Interesting facts from the world of organic chemistry
Alkanes and cycloalkanes:
Adamantane
Adamantane is the trivial name of a chemical compound with the general formula C10H16, but with a unique carbon skeleton with the systematic name tricyclo[3.3.1.13,7]decane. It is a solid substance forming colorless crystals with a camphor smell. The carbon atoms are distributed in space similarly to the carbon atoms in a diamond (hence the name for the more complex adamantanes called diamantes). It naturally follows that the molecule is very symmetrical, which is manifested not only by crystallization in the cubic system, but practically especially by a very high melting temperature (around 270 °C in a sealed capillary), which is generally several tens of °C higher than common for alkanes of the same molar mass. Sublimes in real conditions.

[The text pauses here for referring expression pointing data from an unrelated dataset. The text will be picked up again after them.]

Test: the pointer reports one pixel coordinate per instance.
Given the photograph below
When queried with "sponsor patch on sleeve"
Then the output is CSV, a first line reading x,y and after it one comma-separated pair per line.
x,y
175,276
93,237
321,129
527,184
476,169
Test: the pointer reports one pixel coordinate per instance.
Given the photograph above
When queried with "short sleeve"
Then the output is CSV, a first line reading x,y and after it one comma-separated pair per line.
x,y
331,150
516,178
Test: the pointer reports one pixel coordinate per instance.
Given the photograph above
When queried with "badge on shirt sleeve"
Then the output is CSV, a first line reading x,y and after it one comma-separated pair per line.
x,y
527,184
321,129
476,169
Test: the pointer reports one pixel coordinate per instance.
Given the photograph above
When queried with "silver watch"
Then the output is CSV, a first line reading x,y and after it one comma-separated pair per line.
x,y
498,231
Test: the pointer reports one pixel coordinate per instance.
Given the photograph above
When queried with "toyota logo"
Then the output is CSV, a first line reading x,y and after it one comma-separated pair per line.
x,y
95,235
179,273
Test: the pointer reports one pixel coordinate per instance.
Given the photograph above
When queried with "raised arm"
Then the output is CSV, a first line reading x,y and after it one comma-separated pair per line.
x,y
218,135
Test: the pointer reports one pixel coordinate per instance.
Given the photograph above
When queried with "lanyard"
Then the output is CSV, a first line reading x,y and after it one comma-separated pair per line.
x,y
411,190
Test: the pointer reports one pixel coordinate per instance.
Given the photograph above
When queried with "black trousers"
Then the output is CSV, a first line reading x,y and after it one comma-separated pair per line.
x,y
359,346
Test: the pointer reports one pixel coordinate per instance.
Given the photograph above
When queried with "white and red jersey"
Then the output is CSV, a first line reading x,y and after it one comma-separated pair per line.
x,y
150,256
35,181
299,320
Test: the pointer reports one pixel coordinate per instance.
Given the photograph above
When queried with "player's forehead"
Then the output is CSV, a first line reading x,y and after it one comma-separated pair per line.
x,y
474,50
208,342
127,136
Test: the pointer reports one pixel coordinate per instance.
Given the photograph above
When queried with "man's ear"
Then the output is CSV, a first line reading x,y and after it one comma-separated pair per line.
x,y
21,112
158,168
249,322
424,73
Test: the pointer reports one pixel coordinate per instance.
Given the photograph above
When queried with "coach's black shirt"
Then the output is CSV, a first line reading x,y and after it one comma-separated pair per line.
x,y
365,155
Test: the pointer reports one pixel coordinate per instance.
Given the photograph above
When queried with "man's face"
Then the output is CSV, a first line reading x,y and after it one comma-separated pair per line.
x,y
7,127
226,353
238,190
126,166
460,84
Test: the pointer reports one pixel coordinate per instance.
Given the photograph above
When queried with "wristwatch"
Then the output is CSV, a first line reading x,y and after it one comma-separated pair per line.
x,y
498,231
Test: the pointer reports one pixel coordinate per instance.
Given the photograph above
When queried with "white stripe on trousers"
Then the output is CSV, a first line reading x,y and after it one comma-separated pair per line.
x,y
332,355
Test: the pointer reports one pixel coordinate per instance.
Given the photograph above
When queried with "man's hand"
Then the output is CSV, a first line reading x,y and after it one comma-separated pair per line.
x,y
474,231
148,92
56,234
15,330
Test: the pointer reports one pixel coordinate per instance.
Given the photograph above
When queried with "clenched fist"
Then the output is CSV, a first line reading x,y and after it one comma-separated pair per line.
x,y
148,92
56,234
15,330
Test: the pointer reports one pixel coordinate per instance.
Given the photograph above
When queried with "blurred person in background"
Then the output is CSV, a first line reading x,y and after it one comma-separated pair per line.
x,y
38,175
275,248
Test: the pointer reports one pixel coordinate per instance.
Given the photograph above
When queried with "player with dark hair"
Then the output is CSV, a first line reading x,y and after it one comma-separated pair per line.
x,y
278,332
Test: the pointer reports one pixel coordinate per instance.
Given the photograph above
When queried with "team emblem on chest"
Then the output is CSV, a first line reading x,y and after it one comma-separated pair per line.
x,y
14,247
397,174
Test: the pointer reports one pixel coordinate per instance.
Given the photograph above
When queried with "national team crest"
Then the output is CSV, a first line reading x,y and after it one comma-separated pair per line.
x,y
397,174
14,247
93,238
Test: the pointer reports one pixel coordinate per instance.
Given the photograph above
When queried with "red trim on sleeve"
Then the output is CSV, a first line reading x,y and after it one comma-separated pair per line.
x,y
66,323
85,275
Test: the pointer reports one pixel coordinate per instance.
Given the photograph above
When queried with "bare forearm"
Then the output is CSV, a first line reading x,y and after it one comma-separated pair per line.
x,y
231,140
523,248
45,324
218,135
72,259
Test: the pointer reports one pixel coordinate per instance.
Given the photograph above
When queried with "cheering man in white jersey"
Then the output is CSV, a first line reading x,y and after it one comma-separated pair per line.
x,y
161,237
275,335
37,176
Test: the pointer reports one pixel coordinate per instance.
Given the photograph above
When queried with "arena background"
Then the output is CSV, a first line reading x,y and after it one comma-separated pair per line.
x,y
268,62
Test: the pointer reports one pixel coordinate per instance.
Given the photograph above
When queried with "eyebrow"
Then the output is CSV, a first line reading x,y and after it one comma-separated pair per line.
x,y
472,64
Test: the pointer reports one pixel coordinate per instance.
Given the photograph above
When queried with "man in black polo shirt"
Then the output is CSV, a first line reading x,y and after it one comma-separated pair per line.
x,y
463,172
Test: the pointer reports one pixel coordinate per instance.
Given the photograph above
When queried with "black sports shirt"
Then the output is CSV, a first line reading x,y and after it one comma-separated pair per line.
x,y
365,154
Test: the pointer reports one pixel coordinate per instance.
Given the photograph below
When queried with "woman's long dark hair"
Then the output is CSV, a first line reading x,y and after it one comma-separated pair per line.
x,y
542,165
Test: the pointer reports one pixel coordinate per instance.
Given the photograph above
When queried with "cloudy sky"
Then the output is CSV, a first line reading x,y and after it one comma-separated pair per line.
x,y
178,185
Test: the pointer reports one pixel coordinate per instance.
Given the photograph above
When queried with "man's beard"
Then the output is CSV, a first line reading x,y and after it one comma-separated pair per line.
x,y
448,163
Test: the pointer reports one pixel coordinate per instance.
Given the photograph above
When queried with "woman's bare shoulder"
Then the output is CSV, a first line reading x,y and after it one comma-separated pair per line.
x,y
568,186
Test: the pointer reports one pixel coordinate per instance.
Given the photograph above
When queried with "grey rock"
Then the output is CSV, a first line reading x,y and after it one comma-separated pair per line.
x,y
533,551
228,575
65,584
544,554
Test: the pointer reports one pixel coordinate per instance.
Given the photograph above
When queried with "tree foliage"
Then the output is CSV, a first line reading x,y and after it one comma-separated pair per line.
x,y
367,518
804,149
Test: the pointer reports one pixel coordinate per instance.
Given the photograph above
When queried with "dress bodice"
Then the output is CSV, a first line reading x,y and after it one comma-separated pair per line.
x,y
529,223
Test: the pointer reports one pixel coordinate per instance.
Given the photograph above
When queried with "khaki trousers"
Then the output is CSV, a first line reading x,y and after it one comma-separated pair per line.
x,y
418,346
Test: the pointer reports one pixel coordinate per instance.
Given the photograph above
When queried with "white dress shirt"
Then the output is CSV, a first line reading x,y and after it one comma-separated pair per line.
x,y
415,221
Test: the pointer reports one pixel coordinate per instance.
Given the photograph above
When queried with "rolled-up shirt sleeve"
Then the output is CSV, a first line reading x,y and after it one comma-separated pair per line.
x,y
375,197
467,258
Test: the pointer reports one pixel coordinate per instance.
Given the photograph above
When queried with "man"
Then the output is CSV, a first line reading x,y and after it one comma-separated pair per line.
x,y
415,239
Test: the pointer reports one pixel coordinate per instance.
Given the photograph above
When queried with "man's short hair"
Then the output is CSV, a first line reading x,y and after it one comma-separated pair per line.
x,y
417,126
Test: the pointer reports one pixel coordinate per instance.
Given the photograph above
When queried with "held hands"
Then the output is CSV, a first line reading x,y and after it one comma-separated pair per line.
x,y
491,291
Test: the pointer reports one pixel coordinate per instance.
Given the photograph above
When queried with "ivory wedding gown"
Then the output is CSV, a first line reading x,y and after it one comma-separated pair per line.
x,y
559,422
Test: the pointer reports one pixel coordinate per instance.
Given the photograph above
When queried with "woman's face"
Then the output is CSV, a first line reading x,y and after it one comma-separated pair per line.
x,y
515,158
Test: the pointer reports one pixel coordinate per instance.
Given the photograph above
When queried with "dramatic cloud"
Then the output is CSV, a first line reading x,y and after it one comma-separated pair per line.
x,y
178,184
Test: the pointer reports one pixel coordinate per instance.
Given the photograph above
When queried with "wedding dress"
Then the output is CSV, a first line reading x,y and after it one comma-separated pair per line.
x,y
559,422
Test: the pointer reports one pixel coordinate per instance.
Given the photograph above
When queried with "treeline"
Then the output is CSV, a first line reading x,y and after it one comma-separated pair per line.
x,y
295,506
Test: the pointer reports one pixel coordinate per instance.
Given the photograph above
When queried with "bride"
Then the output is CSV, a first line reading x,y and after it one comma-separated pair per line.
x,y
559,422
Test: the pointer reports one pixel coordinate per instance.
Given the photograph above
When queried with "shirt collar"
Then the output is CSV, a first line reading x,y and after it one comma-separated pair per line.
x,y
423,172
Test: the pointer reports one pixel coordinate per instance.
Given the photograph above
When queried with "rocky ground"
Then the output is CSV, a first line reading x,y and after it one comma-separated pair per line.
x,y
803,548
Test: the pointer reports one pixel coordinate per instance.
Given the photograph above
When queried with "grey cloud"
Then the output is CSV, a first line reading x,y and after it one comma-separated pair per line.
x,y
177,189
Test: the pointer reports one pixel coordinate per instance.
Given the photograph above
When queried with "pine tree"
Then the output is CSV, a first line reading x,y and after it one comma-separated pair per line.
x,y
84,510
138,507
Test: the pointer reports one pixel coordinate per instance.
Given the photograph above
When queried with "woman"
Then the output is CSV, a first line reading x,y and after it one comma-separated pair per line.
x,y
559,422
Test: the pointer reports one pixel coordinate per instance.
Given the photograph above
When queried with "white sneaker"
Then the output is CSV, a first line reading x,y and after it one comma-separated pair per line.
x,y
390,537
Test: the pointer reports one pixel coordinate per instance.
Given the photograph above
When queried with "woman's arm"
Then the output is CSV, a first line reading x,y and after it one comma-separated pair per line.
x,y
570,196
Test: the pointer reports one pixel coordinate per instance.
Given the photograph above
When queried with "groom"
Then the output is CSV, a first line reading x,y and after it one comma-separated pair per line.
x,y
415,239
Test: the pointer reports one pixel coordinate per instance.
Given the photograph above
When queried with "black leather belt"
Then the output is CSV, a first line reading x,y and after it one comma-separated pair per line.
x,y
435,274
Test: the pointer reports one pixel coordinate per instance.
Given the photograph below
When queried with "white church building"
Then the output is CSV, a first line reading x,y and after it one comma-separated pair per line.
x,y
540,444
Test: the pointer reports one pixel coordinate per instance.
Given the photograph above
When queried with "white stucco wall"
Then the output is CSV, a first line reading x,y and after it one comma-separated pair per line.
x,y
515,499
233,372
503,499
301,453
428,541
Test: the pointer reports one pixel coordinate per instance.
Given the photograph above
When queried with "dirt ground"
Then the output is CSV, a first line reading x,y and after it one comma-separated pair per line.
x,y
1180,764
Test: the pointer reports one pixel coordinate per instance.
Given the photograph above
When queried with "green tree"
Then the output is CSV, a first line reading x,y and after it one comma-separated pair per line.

The first mentions of it date back to the first decades of the last century, when its existence was predicted. This was followed by the first unsuccessful attempt to synthesize an adamantane skeleton in 1922. The continuing sequence of several unsuccessful attempts to prepare substances with an adamantane skeleton was completed many years later by its first accidental isolation from Hodonín oil by Czech chemists (oil with an adamantane content in the range of 0.2-0, 3%, i.e. 33 kg of crude oil had to be processed to obtain 100 g). But then the Second World War broke out and all work was suspended.
However, after the World War II adamantane lull, there was a massive surge in interest in this compound caused by the discovery of the virostatic effects of 1-adamantylamine in the mid-1960s. This started a literal marathon about possible applications of the adamantane group, which culminated at the turn of the millennium with the discovery of adamantane derivatives in recent plant material. Until then, the premise was that the described skeleton could not be the fruit of living nature.
Today we already know that, for example, the well-known fish toxin of the genus Fugu tetrodotoxin and the very similar chirikvitoxin from frogs of the genus Atelopus are essentially substituted heteroadamantans. Also, the adamantane skeleton has so far been demonstrated in representatives of two genera from the Guttiferae family, which also includes our St. John’s wort.
Returning to the extraction of adamantane from oil, it must be clear to us that its isolation from this increasingly scarce resource combined with rising energy prices would be quite costly. It was necessary to assemble a complex of reactions for direct synthesis. After a series of pitfalls and the development of a set of direct synthesis methods, the production process based on the isomerization of tetrahydrodicyclopentadiene with aluminum chloride is currently the most widely used, despite the fact that the yield of the reaction is doubled with the use of the AlCl3 + HCl mixture.
Picture above: Brief scheme of the industrial synthesis of adamantane.
The use of adamantane, as already outlined, falls under medicinal chemistry. More precisely, its derivatives are used – both simple and structurally altered. Simple derivatives include the aforementioned 1-adamantylamine (amantadine), as well as adapromine and rimantadine. These show virostatic effects against influenza A and B viruses. The mechanism of action is quite interesting, as these substances do not eliminate viruses by direct action, but only inhibit the decapsidation phase of viral reproduction (the phase of exposing the genome) and thus provide a sufficiently long time to mobilize the organism’s immunity. Structurally altered, i.e. modified simple without touching the original active sites, include, for example, diadon. These substances can show not only virostatic, but also anti-cancer, hypoglycemic or antidepressant effects.
Resources:
1) VÍCHA Robert and Milan POTÁČEK: Chemické Listy 98, 68 – 74 (2004).
2) VÍCHA R.: Dissertation thesis. Masaryk University, Brno 2005.